Annelise first covered my back nearly two weeks ago, she’s the first thing I made in my fevered wardrobe-in-a-week sewing. She traces her pedigree through Wearing History’s Smooth Sailing blouse married to an exotic Japanese double gauze cotton. It’s actually two layers of thin fabric, pad-stitched together to make one breezy fabric substantial enough for a blouse or perhaps a dress. We have various prints at work so I took it for a test drive. I marveled at the doubled fabric and then promptly forgot about it. Easy to sew.
I first made this from a man’s shirt. It’s wearable, but doesn’t fit me well enough. The fault was mine, I thought the pattern came from a modern block when it is from a vintage one. Had I done the appropriate flat pattern measurements, I would have approached it differently. After Lauren of Wearing History graciously answered some of my pattern questions (I adore the online sewing community!), I realized I should approach the shirt as I would a 30’s pattern.

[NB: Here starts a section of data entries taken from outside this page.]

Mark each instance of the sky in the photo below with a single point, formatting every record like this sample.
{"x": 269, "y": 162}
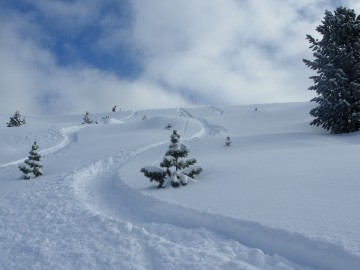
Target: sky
{"x": 72, "y": 56}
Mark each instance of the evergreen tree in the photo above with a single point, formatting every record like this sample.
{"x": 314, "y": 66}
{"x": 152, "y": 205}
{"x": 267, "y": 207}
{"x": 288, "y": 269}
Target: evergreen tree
{"x": 173, "y": 168}
{"x": 337, "y": 63}
{"x": 86, "y": 119}
{"x": 32, "y": 164}
{"x": 16, "y": 120}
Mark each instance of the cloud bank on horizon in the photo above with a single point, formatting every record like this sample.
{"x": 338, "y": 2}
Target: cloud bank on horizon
{"x": 71, "y": 56}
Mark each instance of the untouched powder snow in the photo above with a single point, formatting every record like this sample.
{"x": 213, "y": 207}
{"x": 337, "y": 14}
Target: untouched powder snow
{"x": 284, "y": 195}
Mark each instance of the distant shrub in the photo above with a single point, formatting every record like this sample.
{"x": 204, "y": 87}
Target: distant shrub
{"x": 16, "y": 120}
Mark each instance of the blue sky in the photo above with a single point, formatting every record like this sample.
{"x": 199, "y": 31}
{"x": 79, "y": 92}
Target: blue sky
{"x": 74, "y": 55}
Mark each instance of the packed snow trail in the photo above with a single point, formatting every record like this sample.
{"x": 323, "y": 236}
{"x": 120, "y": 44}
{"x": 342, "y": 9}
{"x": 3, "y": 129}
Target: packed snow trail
{"x": 87, "y": 218}
{"x": 293, "y": 246}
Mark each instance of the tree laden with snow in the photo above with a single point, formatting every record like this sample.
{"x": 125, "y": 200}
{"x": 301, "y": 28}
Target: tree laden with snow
{"x": 337, "y": 62}
{"x": 173, "y": 168}
{"x": 16, "y": 120}
{"x": 32, "y": 164}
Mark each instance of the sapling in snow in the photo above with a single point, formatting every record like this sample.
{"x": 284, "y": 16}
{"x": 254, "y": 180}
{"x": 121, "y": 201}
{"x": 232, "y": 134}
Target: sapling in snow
{"x": 173, "y": 168}
{"x": 32, "y": 164}
{"x": 87, "y": 120}
{"x": 16, "y": 120}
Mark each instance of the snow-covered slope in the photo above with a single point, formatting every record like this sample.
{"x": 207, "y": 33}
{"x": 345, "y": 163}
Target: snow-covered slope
{"x": 284, "y": 195}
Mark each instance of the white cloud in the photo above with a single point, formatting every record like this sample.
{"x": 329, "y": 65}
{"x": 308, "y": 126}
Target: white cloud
{"x": 228, "y": 51}
{"x": 32, "y": 82}
{"x": 219, "y": 51}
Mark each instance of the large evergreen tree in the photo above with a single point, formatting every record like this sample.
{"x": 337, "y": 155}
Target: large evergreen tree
{"x": 32, "y": 164}
{"x": 173, "y": 168}
{"x": 337, "y": 63}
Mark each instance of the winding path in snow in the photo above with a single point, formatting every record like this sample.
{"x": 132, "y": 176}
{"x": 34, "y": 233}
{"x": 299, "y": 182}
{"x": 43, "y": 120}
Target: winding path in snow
{"x": 113, "y": 199}
{"x": 146, "y": 225}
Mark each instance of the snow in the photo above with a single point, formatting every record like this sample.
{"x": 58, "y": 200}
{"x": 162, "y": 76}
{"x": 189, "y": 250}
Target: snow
{"x": 284, "y": 195}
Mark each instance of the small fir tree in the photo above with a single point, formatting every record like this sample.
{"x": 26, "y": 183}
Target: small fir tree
{"x": 32, "y": 164}
{"x": 16, "y": 120}
{"x": 168, "y": 126}
{"x": 86, "y": 119}
{"x": 337, "y": 63}
{"x": 173, "y": 168}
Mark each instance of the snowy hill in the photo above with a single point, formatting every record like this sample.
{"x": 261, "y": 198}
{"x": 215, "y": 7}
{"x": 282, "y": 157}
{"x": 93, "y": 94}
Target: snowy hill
{"x": 284, "y": 195}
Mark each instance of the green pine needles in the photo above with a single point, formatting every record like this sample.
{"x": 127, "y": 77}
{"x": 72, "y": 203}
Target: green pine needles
{"x": 337, "y": 65}
{"x": 174, "y": 169}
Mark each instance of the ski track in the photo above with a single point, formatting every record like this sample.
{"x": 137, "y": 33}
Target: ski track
{"x": 75, "y": 200}
{"x": 295, "y": 247}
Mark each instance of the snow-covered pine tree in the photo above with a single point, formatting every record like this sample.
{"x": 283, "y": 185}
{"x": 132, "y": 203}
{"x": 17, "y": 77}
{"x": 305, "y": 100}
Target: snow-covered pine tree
{"x": 173, "y": 168}
{"x": 86, "y": 119}
{"x": 32, "y": 164}
{"x": 16, "y": 120}
{"x": 337, "y": 63}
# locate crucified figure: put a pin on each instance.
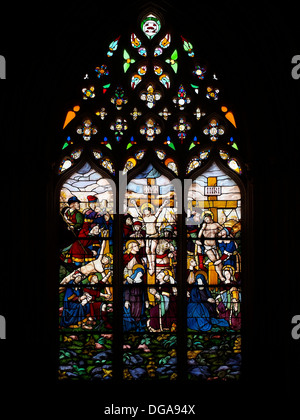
(151, 232)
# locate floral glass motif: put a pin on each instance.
(119, 99)
(150, 96)
(130, 163)
(135, 113)
(112, 47)
(196, 161)
(199, 72)
(173, 61)
(119, 126)
(87, 130)
(128, 61)
(163, 77)
(102, 71)
(188, 47)
(198, 113)
(213, 130)
(88, 93)
(150, 130)
(182, 127)
(164, 43)
(214, 276)
(182, 99)
(231, 162)
(150, 25)
(101, 113)
(137, 77)
(85, 277)
(150, 277)
(212, 93)
(136, 43)
(165, 113)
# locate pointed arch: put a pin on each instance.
(152, 115)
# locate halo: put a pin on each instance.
(130, 242)
(205, 212)
(136, 266)
(229, 267)
(204, 273)
(148, 205)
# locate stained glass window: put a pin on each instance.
(214, 276)
(149, 277)
(86, 275)
(153, 127)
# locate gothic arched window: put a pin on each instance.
(151, 191)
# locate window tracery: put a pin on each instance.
(152, 123)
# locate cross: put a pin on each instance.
(212, 191)
(152, 190)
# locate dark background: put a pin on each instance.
(48, 49)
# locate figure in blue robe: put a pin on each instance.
(74, 313)
(201, 313)
(134, 317)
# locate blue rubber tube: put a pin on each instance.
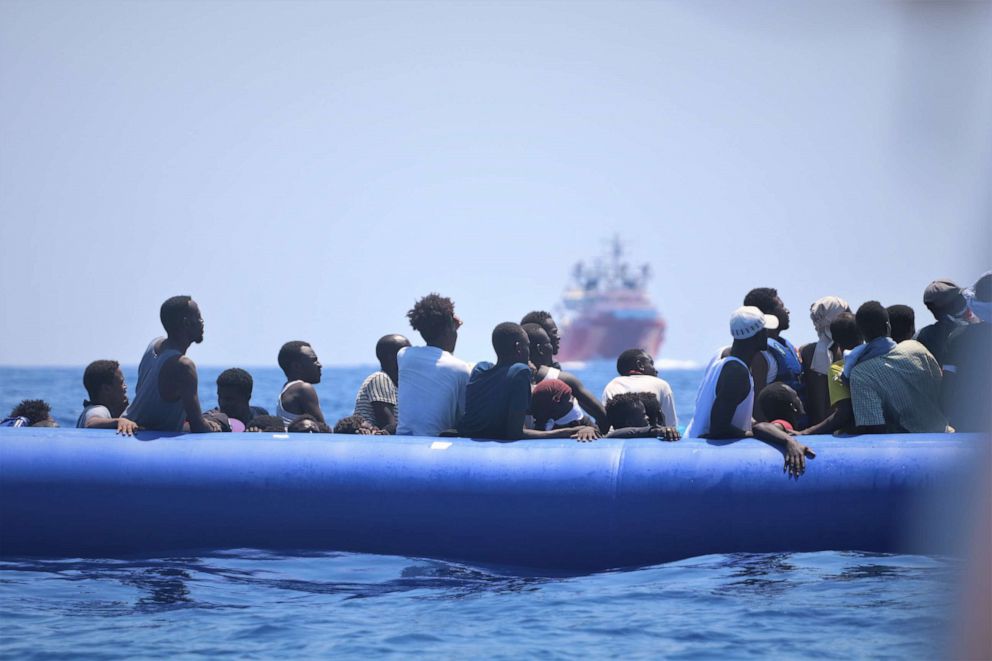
(555, 505)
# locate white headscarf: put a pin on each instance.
(822, 313)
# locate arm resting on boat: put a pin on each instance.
(841, 418)
(587, 401)
(122, 425)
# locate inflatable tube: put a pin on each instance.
(543, 504)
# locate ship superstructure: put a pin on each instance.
(605, 310)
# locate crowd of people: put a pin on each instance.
(865, 373)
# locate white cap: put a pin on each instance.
(748, 320)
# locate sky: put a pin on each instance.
(309, 170)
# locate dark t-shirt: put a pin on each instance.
(967, 388)
(492, 392)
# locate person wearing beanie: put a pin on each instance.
(725, 400)
(950, 309)
(967, 386)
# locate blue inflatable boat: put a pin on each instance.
(556, 505)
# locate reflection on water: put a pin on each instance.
(255, 603)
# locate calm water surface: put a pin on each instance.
(253, 604)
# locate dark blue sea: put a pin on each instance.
(246, 603)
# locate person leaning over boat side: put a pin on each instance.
(725, 400)
(376, 398)
(234, 387)
(845, 333)
(628, 414)
(967, 386)
(902, 321)
(950, 309)
(107, 392)
(779, 361)
(552, 408)
(781, 406)
(430, 394)
(30, 413)
(497, 397)
(166, 392)
(541, 354)
(638, 374)
(308, 424)
(543, 319)
(817, 357)
(299, 363)
(894, 387)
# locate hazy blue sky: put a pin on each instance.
(307, 170)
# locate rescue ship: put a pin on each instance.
(605, 310)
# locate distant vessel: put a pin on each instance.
(606, 311)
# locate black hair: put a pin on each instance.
(35, 410)
(289, 353)
(873, 320)
(268, 423)
(349, 425)
(620, 406)
(99, 373)
(775, 402)
(388, 346)
(902, 319)
(432, 315)
(535, 317)
(505, 338)
(653, 408)
(628, 361)
(762, 298)
(173, 311)
(297, 425)
(844, 331)
(238, 379)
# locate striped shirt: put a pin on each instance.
(900, 390)
(377, 387)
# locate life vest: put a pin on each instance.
(790, 368)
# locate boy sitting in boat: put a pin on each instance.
(498, 396)
(166, 397)
(628, 414)
(553, 408)
(637, 373)
(376, 398)
(302, 368)
(107, 391)
(541, 357)
(431, 390)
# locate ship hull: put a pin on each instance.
(604, 337)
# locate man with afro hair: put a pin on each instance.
(431, 390)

That meant (for me) working from a 34″ high bust (I usually work from a 32″ to fit my back), altering the front for a full bust, playing with the armscythe/sleeves, and factoring in a little wearing ease. Some reviewers have reported tightness through the arms, which I think is to be expected from a 30’s pattern. In this case, I used Zemelda’s sleeves (because I know they fit well) and altered the armscythe on the fly.

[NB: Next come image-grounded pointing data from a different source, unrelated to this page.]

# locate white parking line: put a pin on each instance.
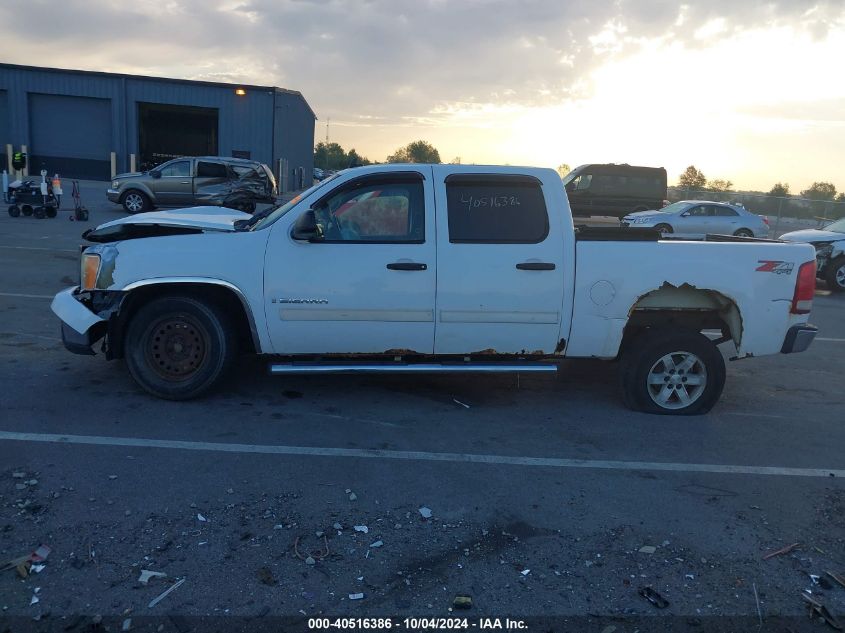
(38, 248)
(363, 453)
(19, 295)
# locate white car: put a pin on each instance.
(698, 218)
(829, 243)
(411, 269)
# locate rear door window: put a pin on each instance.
(496, 209)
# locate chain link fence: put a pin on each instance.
(785, 213)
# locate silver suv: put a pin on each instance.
(196, 180)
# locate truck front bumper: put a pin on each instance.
(81, 328)
(798, 338)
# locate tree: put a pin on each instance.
(719, 185)
(820, 191)
(780, 189)
(692, 178)
(333, 156)
(416, 152)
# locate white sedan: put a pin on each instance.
(697, 218)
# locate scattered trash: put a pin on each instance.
(817, 609)
(462, 601)
(166, 593)
(840, 578)
(146, 574)
(653, 597)
(781, 551)
(265, 576)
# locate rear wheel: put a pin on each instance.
(135, 202)
(834, 275)
(672, 373)
(179, 347)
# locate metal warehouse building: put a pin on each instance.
(83, 124)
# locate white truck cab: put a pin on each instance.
(431, 268)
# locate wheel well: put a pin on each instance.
(684, 307)
(220, 297)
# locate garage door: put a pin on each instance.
(70, 136)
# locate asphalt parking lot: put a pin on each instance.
(546, 496)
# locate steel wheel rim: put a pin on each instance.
(677, 380)
(176, 347)
(134, 202)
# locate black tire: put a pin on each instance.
(178, 347)
(135, 201)
(642, 392)
(834, 274)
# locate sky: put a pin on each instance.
(750, 92)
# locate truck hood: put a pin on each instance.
(813, 235)
(176, 222)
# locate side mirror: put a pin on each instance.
(306, 228)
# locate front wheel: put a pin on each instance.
(672, 373)
(178, 347)
(135, 202)
(834, 275)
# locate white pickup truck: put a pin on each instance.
(431, 268)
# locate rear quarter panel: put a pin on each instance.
(612, 276)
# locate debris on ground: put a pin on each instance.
(146, 575)
(265, 576)
(166, 593)
(818, 610)
(653, 597)
(781, 551)
(462, 601)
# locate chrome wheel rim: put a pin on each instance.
(677, 380)
(134, 202)
(176, 347)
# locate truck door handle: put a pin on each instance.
(406, 266)
(535, 266)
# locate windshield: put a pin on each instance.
(836, 227)
(267, 217)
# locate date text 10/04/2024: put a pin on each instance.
(422, 623)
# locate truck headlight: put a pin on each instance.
(90, 269)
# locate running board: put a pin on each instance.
(411, 368)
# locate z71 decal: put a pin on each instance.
(775, 266)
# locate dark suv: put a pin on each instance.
(615, 190)
(196, 180)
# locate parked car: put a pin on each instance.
(204, 180)
(829, 243)
(614, 190)
(426, 269)
(697, 218)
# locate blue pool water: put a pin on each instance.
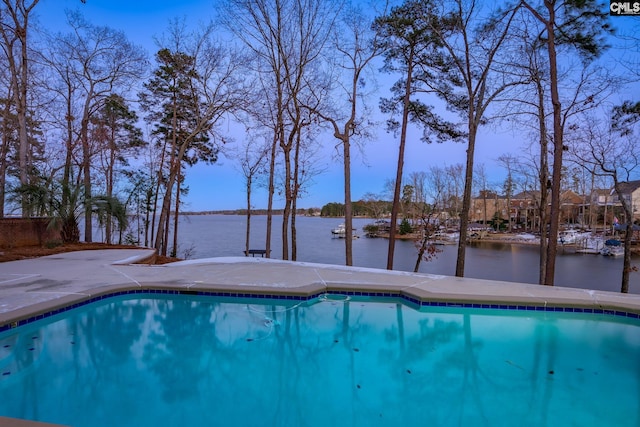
(198, 361)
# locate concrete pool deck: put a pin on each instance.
(32, 287)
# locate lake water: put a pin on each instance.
(205, 236)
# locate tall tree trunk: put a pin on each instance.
(287, 206)
(466, 194)
(544, 177)
(558, 148)
(248, 228)
(86, 173)
(403, 139)
(348, 214)
(272, 168)
(176, 214)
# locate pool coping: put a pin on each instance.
(31, 290)
(266, 278)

Due to the interesting nature of the fabric, I left out the interfacing. It’s as cool and delicious as possible. The stripes are slightly irregular and not precisely on grain. That happens sometimes with printed stripes, rather easy to do if you think about it. In this case, I chose to align my grainline with the stripe rather than worry too much about grain. Dear little pockets. I put my bus card in one of them today. Talk about handy!
While a common cut for the era- late 30’s/early 40’s- this is my own first whack which I feel fits me properly. I’m like Goldilocks- this one’s too big, that one’s too small, this pulls at the back. It’s about getting the right amount of ease for my body and lack of girdle in order to achieve the “look.” I bought a piece of Liberty cotton covered in a scrimshaw design of clipper ships to make this shirt ages ago, I finally feel confident cutting it. I may even use huge era-appropriate buttons.
Part of the joy of blogging my sewing is turning the work inside out. This is by far the cleanest, prettiest convertible collar I’ve ever sewn, thanks to Sherry’s Convertible Collar Tutorial.
I wore this all day running errands downtown and got a lot of looks. To me, this feels like a really normal shirt, am I missing something?
Update on Trash Wars 2011: I applied for a mini-bin at the council today. Thanks, Emmi. My husband plays up being blokey through over the fence chatter to the man of the house next door, he says he’ll discuss composting. I know it bugs Husband, too. Between that and having a tiny bin the problem may well be nipped.